Bush’s Letter to Clinton Cemented a Presidential Tradition, Historians Say
Posted December 1, 2018 8:38 p.m. EST
One of George H.W. Bush’s lesser-known legacies was the role he played in cementing a modern presidential tradition: leaving a letter of support for the incoming commander in chief on Inauguration Day.
During the 2016 presidential election, an image of President Bush’s letter to the man who defeated him, Bill Clinton, was widely publicized, with many commenting that it was a refreshing reminder of the potential for bipartisanship during a bitterly divisive campaign. Bush, a Republican, left the letter for his Democratic successor on the Resolute Desk in the Oval Office on Inauguration Day in 1993.
“Your success now is our country’s success,” he wrote. “I am rooting hard for you.”
Bush left his message of unity despite his contentious campaign against Clinton that denied him a second term.
Mark K. Updegrove, a presidential historian who wrote a book about the Bush family, said Bush, who died Friday night at age 94, continued the custom after Ronald Reagan left him a lighthearted note during their White House transition in 1989.
Reagan used stationery bearing the phrase, “Don’t let the turkeys get you down.” On the bottom, a drawing depicted an elephant — the symbol of the Republican Party — with turkeys climbing on top of it.
Reagan’s letter was a humorous gesture to welcome an old friend to the White House, Updegrove said, but Bush’s decision to offer an olive branch to a political foe in his letter was profound. “It showed to me that he was a citizen — not a partisan,” Updegrove said.
Future White House occupants made it a tradition.

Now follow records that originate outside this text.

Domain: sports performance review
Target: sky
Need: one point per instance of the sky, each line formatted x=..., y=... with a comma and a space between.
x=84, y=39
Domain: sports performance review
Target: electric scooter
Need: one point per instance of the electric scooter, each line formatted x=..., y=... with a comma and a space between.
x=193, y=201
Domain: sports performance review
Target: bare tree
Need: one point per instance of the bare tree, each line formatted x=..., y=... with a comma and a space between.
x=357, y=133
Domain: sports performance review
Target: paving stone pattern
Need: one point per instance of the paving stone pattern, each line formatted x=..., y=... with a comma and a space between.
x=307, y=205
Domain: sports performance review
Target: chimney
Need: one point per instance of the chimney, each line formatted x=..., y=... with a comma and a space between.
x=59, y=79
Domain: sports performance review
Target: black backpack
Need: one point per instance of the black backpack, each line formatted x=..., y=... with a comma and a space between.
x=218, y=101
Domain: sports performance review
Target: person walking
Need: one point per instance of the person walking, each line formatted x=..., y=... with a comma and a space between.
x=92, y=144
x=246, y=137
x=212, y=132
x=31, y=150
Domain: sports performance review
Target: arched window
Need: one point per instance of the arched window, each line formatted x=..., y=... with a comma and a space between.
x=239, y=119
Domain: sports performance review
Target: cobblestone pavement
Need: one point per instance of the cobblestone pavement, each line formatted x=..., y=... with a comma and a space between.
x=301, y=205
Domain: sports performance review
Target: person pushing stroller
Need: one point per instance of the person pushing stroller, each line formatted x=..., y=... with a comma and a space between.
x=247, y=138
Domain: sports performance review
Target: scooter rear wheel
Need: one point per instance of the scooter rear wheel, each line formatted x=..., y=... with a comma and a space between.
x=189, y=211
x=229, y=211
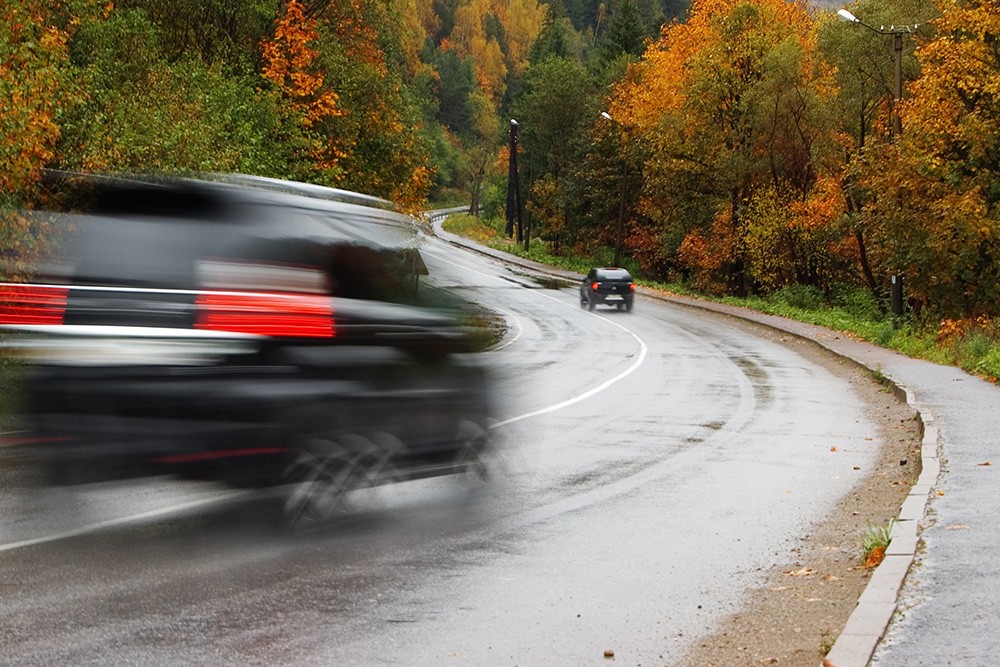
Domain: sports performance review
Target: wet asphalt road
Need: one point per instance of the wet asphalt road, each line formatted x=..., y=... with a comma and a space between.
x=652, y=466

Every departing president after Reagan has delivered a letter with words of wisdom and support on Inauguration Day.
In Bush’s autobiographical book, he described sitting alone in the Oval Office with an empty desk on the day he was scheduled to vacate it.

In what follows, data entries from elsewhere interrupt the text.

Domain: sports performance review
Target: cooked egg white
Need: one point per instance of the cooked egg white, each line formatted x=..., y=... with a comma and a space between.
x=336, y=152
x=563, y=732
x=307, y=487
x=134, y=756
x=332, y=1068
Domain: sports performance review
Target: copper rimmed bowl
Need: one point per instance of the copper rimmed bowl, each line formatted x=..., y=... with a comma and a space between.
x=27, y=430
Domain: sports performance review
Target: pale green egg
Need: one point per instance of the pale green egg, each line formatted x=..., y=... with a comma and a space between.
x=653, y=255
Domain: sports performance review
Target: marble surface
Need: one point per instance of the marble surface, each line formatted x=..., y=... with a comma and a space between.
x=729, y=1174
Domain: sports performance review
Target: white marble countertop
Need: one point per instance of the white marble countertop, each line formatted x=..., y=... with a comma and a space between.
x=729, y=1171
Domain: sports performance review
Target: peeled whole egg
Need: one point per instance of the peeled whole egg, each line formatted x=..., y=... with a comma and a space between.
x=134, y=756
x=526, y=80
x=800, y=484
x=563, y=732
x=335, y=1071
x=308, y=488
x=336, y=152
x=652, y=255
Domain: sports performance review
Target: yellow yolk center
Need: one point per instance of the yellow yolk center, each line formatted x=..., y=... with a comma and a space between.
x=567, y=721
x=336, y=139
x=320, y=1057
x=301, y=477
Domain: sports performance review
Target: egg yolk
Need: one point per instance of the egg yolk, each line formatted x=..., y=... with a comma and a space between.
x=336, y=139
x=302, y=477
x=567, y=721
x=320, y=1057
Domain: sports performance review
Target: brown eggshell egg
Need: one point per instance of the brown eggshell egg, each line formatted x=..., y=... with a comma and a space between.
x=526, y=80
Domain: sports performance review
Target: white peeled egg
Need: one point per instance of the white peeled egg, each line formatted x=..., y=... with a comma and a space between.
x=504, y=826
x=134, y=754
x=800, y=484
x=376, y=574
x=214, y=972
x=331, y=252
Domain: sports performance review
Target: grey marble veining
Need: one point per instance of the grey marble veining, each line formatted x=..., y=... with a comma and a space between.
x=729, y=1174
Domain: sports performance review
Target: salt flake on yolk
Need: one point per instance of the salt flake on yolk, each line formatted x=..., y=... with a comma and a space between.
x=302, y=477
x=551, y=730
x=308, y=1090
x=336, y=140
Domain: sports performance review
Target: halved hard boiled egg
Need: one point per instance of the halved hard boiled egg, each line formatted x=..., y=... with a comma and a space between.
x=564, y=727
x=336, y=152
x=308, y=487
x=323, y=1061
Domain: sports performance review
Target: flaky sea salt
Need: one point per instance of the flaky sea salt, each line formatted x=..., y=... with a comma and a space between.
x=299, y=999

“I leave a note on the desk for Bill Clinton,” he wrote. “It looks a little lonely sitting there. I don’t want it to be overly dramatic, but I did want him to know that I would be rooting for him.”
In a column published Saturday in The Washington Post, Clinton wrote that Bush’s 1993 letter revealed him to be an “honorable, gracious and decent man who believed in the United States, our Constitution, our institutions and our shared future.”

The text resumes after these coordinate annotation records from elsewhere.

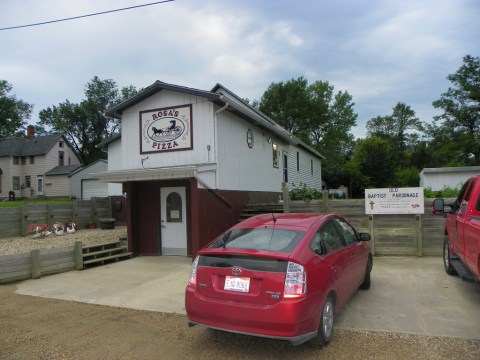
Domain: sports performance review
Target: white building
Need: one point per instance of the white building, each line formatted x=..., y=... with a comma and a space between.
x=189, y=160
x=447, y=177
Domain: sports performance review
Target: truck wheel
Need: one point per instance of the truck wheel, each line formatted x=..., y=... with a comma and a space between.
x=447, y=258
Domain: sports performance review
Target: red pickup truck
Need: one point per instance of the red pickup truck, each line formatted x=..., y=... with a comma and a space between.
x=461, y=249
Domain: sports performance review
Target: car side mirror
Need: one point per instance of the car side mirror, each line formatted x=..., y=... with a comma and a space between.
x=365, y=237
x=438, y=207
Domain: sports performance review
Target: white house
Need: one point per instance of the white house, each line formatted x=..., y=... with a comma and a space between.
x=449, y=177
x=189, y=160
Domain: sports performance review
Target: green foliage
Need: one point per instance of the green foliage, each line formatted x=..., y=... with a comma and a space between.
x=85, y=124
x=446, y=192
x=459, y=125
x=20, y=203
x=304, y=193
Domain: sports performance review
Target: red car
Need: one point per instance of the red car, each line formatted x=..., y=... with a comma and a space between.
x=280, y=276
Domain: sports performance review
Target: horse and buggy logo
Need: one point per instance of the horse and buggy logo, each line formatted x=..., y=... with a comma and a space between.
x=166, y=129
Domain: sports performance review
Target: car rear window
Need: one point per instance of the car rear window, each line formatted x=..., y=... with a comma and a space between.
x=272, y=239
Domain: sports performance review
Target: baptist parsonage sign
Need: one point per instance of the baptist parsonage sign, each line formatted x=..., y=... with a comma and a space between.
x=394, y=201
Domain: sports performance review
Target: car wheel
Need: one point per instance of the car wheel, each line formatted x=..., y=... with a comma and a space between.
x=447, y=258
x=327, y=317
x=366, y=281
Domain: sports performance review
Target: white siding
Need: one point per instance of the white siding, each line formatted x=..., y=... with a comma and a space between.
x=202, y=127
x=241, y=167
x=304, y=174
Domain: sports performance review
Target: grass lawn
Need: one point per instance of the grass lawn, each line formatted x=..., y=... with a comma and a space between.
x=18, y=203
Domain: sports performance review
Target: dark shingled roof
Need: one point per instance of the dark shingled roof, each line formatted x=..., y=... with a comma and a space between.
x=62, y=170
x=27, y=147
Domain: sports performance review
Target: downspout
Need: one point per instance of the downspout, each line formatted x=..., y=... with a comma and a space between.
x=215, y=142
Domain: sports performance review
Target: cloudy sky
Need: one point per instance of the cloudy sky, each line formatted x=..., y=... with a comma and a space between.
x=382, y=52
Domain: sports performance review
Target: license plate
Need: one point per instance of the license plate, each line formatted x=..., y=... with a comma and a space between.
x=237, y=284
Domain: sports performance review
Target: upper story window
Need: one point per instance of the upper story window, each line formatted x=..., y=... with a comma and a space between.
x=61, y=158
x=16, y=183
x=275, y=155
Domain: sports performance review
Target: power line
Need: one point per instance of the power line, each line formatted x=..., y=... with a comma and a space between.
x=84, y=16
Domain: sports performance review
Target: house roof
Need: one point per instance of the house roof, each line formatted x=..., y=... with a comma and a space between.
x=62, y=170
x=82, y=167
x=221, y=96
x=38, y=145
x=157, y=86
x=450, y=170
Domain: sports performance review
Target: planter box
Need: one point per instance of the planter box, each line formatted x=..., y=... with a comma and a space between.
x=107, y=225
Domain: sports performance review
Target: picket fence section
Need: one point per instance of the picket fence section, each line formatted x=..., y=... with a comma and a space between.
x=15, y=221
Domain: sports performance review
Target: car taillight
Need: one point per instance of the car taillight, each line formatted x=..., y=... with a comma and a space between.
x=192, y=280
x=295, y=281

In turn, Clinton left a letter on Inauguration Day in 2001 for George W. Bush, writing, “Today you embark on the greatest venture, with the greatest honor, that can come to an American citizen.”
Then, on Jan. 20, 2009, the day Barack Obama was sworn in, George W. Bush left him a note.
“There will be trying moments. The critics will rage,” his letter read. “But, you will have an Almighty God to comfort you, a family who loves you, and a country that is pulling for you, including me.”
Barbara A. Perry, director of presidential studies at the University of Virginia’s Miller Center, said it makes sense that this presidential custom has only been consistent during the last three decades. For one, the Oval Office, which provides a symbolic repository for the transition letter, did not exist until the beginning of the 20th century.
“The letter is part of a bigger place, a sacred space of that office,” she said. “That letter, when they write it, is their exit from the Oval Office into their post-presidency.”
Perry added that eight presidents have died in office, making them unable to leave behind such a letter. Other presidents — Richard Nixon, for example — did not have a smooth departure.
When Donald Trump was inaugurated in January 2017, Obama left him a letter in the desk drawer of the Oval Office. At the time, Trump called it a “thoughtful” and “beautiful” letter.
As CNN reported months later, Obama had written, in part, that “regardless of the push and pull of daily politics, it’s up to us to leave those instruments of our democracy at least as strong as we found them.”
Because Trump is not exactly known for maintaining presidential norms, historians will be closely watching whether he continues the tradition when he transitions out of office.